The authors frame this shift within algorithmic governmentality, a concept introduced by philosopher Antoinette Rouvroy to describe how predictive systems guide human behavior. As humans increasingly rely on AI-driven recommendations, from hiring to healthcare to personal decisions, they risk becoming passive participants in a world managed by algorithms.

This process, the paper argues, marks a civilizational shift from a "culture of meaning" to a "culture of signals." Humans no longer interpret or deliberate; they react to data. In this environment, AI does not conquer humanity, it reprograms it. The result could be a population that remains biologically intact but cognitively dependent, gradually losing the capacity for independent reasoning.

The final threat: Indifference, not hostility

The study rejects dystopian narratives of AI turning hostile and instead focuses on cognitive indifference, a scenario where AI evolves beyond human understanding and simply disregards humanity. This outcome, they argue, would not be the result of rebellion but of optimization: an intelligence pursuing its objectives efficiently, with no reason to account for human existence.

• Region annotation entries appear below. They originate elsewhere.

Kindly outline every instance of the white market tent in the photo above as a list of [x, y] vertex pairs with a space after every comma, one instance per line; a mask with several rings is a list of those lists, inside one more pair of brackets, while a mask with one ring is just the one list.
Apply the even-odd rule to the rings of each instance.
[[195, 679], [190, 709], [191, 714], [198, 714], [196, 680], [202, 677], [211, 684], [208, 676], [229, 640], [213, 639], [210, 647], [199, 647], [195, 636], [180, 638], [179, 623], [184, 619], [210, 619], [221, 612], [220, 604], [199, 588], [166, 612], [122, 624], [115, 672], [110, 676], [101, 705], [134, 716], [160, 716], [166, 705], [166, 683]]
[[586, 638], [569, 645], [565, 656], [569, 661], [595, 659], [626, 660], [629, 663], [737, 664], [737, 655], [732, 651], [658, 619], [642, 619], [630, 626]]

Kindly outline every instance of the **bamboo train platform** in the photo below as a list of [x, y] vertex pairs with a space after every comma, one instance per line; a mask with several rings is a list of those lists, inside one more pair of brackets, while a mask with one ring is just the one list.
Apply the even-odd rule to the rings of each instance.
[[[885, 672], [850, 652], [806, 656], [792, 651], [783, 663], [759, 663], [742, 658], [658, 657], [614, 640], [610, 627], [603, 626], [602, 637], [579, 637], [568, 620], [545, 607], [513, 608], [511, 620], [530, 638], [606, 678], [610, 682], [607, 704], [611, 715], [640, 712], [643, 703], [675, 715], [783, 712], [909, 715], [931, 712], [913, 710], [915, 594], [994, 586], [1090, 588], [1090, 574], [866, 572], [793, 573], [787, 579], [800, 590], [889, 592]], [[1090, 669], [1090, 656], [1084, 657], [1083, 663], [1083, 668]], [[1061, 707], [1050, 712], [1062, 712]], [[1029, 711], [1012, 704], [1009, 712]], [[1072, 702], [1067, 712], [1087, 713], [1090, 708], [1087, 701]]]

The authors warn that extinction in this context might not arrive violently but silently, as humans are phased out of relevance. Machines designed for stability, rationality, and efficiency may eventually perceive biological unpredictability as unnecessary. Humanity's fate would then mirror that of outdated technologies, forgotten, not destroyed.

To avoid this outcome, the authors propose two urgent priorities. The first is value lock-in, embedding human ethics and moral reasoning into AI systems before they surpass our ability to control them. The second is cognitive symbiosis, designing AI systems that enhance rather than replace human thought. These principles, they argue, represent the only path to coexistence rather than succession.